Sunday, July 22, 2007

How we solved a (ORA-02049 Timeout: Distributed Transaction Waiting for Lock) on our Apps Customized module

We have a customized Point of Sale module that is integrated with our Apps standard CRM and financial modules; we faced a serious issue on this customized module that is when users are trying to sale through this module they receive an ORA-02049 Timeout: Distributed Transaction Waiting for Lock, which require them to keep trying until they make the sale. This error used to show on daily basis on the peak hours only but we could not tell what the cause of it, simple search of the error on metalink return note 1018919.102 that advices that we should increases the distributed_lock_timeout value in the INIT.ORA file the default value was 60 seconds so we increased it to 300 seconds even though we don’t have any distributed transactions on the system all the transactions were local. We restart the issue and the problem became worse because now the end users have to wait for 5 minutes (300 seconds) before they receive the error message (ORA-02049) and because of that we had to set the value back to 60 seconds.

After that we tried to trace the error using different event trace levels but with no luck we were not able to determine what is causing the error.

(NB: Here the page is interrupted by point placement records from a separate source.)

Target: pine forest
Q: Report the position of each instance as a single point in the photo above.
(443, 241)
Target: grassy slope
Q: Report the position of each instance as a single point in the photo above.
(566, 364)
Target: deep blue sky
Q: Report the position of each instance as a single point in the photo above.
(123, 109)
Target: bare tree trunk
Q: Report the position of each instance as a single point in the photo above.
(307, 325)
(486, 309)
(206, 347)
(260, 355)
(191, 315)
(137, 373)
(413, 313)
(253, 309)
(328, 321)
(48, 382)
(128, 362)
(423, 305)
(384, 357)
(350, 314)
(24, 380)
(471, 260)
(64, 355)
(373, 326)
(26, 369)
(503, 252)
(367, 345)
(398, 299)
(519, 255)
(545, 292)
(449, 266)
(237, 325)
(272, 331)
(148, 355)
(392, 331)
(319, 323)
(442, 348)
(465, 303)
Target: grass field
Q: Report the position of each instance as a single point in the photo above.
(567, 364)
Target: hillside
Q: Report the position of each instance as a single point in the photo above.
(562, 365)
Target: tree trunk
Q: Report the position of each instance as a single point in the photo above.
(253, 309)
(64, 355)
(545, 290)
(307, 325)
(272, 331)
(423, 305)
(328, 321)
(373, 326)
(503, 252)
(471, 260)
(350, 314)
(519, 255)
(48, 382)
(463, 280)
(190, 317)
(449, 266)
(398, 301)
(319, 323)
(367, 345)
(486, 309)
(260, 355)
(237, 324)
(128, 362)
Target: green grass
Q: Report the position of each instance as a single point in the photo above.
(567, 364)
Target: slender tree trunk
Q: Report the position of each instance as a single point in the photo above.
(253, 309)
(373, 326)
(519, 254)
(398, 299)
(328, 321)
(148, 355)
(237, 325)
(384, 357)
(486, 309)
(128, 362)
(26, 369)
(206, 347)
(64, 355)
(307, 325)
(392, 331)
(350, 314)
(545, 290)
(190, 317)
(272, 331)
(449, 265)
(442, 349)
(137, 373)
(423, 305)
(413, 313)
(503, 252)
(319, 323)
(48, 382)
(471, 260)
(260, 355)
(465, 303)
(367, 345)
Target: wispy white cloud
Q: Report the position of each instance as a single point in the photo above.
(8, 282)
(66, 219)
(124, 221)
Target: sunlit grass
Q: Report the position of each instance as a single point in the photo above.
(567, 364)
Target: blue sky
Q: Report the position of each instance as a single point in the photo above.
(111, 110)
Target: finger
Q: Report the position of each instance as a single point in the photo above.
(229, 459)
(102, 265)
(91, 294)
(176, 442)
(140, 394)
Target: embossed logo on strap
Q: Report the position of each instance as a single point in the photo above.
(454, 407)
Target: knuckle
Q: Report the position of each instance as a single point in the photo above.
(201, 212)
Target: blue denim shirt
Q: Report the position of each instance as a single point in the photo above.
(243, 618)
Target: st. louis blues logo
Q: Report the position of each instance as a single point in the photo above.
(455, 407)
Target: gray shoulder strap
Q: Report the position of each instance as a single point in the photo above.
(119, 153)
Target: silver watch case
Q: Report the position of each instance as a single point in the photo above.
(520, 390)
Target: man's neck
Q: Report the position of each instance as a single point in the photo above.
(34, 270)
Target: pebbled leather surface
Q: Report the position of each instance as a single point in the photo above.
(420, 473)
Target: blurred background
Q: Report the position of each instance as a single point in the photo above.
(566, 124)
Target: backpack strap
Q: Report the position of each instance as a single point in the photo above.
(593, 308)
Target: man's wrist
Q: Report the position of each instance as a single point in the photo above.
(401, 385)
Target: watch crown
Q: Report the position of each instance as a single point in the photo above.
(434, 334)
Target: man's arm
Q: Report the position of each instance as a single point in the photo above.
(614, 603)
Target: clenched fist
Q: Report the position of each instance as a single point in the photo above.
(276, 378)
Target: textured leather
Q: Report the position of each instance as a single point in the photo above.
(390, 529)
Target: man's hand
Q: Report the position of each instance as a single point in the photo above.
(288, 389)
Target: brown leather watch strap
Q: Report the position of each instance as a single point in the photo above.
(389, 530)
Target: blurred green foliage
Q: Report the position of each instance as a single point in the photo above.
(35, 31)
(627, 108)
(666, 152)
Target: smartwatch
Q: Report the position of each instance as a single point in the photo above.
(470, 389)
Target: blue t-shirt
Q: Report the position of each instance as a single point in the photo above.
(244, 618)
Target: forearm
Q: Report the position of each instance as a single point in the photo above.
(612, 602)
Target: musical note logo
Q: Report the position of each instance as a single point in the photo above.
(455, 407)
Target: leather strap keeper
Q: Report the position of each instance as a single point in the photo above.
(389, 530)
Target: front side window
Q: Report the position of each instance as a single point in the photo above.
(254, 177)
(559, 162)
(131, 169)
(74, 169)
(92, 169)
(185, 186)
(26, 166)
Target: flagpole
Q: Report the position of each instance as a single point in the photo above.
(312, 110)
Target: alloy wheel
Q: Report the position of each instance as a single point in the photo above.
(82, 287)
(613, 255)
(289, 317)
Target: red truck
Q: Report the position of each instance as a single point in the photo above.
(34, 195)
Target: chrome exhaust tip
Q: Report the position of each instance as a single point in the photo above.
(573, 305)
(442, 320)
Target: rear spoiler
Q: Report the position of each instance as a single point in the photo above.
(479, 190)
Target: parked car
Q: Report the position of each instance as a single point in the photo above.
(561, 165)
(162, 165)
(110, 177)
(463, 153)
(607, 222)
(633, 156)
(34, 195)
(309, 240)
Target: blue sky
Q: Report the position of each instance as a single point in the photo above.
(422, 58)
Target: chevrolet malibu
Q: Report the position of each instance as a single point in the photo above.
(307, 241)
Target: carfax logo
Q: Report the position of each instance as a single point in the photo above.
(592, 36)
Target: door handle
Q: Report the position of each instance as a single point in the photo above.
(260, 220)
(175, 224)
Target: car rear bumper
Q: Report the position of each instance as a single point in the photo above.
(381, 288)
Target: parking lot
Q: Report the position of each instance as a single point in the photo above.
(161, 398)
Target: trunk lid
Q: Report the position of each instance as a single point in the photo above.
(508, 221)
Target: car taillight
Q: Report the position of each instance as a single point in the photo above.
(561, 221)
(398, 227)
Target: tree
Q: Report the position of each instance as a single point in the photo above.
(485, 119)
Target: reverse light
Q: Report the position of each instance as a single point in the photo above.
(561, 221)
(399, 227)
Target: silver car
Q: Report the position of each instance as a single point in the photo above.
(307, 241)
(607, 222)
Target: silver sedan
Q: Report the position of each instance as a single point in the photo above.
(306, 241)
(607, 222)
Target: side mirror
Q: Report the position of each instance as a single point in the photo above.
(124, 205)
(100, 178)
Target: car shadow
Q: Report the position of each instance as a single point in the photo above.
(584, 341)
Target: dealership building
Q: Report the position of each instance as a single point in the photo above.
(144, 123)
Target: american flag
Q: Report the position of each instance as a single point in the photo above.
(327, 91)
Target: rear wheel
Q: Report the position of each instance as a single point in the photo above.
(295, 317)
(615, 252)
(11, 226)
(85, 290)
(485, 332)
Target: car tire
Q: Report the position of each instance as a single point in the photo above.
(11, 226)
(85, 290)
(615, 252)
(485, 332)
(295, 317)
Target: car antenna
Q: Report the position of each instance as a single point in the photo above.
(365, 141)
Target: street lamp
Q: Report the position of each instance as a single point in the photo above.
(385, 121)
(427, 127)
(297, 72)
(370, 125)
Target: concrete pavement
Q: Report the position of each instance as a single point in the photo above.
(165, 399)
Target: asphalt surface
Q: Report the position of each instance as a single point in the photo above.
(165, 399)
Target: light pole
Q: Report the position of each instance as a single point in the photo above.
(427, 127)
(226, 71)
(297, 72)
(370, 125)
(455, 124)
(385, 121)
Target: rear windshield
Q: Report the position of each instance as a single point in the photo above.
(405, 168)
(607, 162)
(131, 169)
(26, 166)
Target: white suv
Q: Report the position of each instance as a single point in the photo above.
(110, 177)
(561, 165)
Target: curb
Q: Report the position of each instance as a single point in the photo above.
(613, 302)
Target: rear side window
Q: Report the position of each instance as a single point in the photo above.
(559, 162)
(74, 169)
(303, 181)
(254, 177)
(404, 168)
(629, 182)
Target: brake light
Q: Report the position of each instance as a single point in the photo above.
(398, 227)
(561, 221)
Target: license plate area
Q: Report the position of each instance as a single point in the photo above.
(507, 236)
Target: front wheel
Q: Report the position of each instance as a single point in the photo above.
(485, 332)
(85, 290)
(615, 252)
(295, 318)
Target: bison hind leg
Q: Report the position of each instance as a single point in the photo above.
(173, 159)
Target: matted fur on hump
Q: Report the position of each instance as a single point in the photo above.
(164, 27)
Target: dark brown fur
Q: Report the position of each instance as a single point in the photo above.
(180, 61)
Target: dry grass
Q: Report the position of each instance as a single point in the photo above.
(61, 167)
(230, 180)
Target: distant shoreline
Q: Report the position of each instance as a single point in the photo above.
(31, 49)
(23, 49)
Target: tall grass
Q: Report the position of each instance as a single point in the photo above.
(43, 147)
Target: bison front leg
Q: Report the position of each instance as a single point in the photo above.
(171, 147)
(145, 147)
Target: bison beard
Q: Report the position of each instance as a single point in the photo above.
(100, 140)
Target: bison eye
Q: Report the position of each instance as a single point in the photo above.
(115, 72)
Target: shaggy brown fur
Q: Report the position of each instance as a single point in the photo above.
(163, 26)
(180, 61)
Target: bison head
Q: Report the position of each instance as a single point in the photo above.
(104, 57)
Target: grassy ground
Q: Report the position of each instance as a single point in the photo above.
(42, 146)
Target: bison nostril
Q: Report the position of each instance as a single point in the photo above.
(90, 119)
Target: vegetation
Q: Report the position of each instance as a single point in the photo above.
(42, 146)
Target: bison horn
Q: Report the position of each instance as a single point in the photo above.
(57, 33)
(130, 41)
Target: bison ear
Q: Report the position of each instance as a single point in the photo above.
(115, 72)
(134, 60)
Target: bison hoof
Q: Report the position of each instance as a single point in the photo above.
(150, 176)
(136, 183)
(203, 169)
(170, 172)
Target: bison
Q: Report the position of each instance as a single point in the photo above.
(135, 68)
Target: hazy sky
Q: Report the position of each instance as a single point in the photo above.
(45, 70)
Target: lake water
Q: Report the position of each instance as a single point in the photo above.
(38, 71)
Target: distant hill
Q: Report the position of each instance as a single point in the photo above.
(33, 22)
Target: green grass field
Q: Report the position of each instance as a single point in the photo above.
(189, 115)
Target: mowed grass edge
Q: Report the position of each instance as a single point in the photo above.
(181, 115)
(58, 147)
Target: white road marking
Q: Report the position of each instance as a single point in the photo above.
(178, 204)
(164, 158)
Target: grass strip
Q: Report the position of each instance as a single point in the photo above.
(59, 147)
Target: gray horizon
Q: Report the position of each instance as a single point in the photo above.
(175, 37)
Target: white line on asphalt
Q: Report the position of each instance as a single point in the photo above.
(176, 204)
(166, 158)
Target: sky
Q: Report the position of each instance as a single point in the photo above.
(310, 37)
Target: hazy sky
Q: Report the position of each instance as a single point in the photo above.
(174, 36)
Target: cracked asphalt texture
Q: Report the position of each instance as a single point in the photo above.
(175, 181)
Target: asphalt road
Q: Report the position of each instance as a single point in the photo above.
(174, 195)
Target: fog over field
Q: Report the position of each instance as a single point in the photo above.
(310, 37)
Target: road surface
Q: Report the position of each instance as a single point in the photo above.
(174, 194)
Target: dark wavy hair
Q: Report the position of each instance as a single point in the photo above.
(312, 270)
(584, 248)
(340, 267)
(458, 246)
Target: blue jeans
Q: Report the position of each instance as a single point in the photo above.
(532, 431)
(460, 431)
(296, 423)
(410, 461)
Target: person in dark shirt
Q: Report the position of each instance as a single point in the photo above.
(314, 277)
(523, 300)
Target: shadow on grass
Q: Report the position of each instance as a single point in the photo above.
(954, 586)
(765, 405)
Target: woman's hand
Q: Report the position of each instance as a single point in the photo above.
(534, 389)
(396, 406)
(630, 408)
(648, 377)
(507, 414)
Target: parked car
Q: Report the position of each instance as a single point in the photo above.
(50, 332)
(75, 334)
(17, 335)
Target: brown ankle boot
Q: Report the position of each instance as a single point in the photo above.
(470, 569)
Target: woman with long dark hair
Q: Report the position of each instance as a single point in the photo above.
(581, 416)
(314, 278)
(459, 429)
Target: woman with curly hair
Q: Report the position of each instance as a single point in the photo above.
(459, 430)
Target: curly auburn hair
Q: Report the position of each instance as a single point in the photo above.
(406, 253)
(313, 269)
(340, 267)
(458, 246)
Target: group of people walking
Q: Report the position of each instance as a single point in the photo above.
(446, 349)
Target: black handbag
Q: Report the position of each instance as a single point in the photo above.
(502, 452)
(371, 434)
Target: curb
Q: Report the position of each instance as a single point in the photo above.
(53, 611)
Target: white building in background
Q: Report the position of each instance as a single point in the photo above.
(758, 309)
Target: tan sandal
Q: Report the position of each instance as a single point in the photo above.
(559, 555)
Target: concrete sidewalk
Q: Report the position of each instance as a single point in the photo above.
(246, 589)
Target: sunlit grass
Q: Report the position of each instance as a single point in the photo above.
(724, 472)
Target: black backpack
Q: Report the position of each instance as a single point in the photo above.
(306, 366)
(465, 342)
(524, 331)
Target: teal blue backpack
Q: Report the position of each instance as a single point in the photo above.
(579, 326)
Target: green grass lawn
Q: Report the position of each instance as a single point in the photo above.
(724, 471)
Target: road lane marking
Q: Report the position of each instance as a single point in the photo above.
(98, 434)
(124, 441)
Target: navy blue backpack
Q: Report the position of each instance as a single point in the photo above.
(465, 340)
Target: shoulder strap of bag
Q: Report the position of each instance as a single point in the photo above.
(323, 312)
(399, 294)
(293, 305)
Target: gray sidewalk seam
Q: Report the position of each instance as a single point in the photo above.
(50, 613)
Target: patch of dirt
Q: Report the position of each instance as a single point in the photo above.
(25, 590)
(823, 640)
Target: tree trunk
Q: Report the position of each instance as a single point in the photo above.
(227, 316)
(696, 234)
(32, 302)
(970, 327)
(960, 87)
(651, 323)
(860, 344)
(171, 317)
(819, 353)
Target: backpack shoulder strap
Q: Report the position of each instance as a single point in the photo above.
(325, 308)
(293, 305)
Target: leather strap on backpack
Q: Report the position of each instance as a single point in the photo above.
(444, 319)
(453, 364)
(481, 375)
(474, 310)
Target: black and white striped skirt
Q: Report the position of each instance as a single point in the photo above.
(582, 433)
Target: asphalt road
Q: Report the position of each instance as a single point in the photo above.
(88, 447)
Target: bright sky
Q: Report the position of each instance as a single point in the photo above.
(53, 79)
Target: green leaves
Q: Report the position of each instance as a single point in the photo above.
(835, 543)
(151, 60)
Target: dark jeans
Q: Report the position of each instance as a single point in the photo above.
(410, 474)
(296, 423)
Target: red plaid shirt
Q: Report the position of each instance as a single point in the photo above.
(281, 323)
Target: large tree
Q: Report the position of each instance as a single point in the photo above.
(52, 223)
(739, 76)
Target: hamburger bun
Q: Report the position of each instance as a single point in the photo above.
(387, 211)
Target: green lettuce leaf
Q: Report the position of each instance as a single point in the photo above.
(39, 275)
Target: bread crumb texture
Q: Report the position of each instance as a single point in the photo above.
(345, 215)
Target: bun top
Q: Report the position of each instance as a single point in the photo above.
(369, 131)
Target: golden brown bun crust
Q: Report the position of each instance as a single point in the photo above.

We thought that it’s a database bug and oracle advised us to upgrade the database from 9.2.0.5 to 9.2.0.7 we did that but still the issue is there.

After a month of investigation/tracing and snapshot of when the problem is happing we managed to find out what was causing the problem. It was a bitmap index that was built on the table we were trying to insert data on.

When an end user was trying to sale without committing his transaction for some reason and at the same time another end user tries to sale he will receive the error message and a lock on the table happened and the error pops-up.

We solved the issue by dropping the bitmap index and creating a normal b-tree index even though the column has only three distinct values.

7 comments:

Anonymous said...

Interesting Post.

Sam
appsdbablog.com

fhasweh said...

thanks sam for your support

Arunkumar said...

how did u figure out it was an index problem? trace file/explain plan/statspack etc?

fhasweh said...

hi Arun,
yes it was trace files/statspack and testing senriose

fadi

Anonymous said...

Was this problem appearing while 'select for update' was executing?

fhasweh said...

so sorry for being late in my reply, the answer is yes 'select for update' with the bitmap index was casing problems
fadi

Anonymous said...

This is a cool discovery. Even Oracle Support cannot figure this out.
We have similar problem and Oracle support every time ask us to increase distributed_lock_timeout...it is 300 seconds now.

We use remote database only for quering and these queries are executed in few seconds.